What? Winni stared at him like he was crazy. But the heeled shoes pounding against steps got louder, and another door opened, much closer. She froze. She looked at the sink. She looked at Connor.

He let go of her. Tossing his backpack into the sink, he didn’t even flinch as it disappeared. “Are you coming?”

Voices. She heard Mrs. Stanmore. She heard the other one, and their footsteps, and their hard laughter. She looked at the Lady of the Lake.

“Yes,” she said.

Connor grinned. He tapped her on the arm. “Great. Get in the sink.”

“What?”

“Get in the sink.”

They didn’t have much time. She could hear the adults speaking, could hear them complaining, could hear them hunting her. So she threw her backpack into the water. It disappeared.

“Go!”

She glanced at Connor and then gripped the edges of the sink. At first she slipped, trying to heave herself over the edge. But after a last push, and an extra shove from Connor, she flipped over and, screaming, landed in the water. She sank to the bottom.

And she kept sinking. Up became down as light disappeared from the top of the sink. Darkness engulfed her, ripples that were smooth against her skin like the stage curtains. She held her breath. Her lungs burned. As the light shone up from beneath her, Winni twisted.

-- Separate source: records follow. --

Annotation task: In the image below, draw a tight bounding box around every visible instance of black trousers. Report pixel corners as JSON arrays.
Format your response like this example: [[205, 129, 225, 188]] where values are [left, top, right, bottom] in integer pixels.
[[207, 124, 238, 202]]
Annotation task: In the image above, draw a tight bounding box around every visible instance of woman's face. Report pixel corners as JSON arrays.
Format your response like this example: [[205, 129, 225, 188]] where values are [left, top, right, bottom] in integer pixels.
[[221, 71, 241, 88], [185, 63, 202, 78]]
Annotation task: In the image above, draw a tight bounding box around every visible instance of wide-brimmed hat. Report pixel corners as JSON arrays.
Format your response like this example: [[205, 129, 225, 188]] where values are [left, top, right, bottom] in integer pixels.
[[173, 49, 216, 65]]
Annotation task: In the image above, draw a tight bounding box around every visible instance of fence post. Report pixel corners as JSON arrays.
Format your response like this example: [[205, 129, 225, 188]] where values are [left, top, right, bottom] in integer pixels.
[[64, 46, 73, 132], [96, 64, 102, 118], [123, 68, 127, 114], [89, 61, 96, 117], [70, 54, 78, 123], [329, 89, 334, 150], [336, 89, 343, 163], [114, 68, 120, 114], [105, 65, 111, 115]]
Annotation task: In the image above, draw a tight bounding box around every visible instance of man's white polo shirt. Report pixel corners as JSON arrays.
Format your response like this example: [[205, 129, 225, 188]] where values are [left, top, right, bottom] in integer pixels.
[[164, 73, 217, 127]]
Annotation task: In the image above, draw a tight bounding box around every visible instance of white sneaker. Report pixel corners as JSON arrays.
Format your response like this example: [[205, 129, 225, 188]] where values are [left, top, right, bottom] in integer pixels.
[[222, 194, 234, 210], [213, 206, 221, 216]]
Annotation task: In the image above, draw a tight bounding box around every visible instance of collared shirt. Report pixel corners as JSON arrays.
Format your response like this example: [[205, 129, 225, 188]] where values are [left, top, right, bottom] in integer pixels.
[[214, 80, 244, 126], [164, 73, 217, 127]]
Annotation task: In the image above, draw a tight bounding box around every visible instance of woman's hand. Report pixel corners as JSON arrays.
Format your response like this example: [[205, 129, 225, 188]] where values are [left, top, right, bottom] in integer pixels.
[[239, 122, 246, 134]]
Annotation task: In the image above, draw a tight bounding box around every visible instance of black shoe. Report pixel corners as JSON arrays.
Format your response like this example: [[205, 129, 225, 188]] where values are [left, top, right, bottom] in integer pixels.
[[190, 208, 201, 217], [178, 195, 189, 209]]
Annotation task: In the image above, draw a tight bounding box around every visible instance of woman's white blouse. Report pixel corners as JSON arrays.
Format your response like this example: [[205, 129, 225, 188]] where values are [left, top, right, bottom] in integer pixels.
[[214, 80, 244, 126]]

Sunlight. It was sunlight. Rays filtered through the tingling water. Winni looked up. A hand broke through the top, pale, unnatural with a pink hue. Winni felt like her body was on fire. The hand grabbed hers. A tug pulled her towards the light. She struggled against the darkness that filled her vision. She tried to hold her breath. She tried, and she tried.

But in the end, she couldn’t. She took a breath. Instead of water, her lungs filled with air. And suddenly, as if the world had turned, she stepped out onto sand, rising from the lake as though she’d merely come up out of a set of stairs. Golden sand stretched onwards, broken only

by a grey castle wall covered in vines. At her feet, she found her tie-dye backpack. It was dry. She was dry.

Connor moved up beside her. He grinned. “Welcome to Avalon.”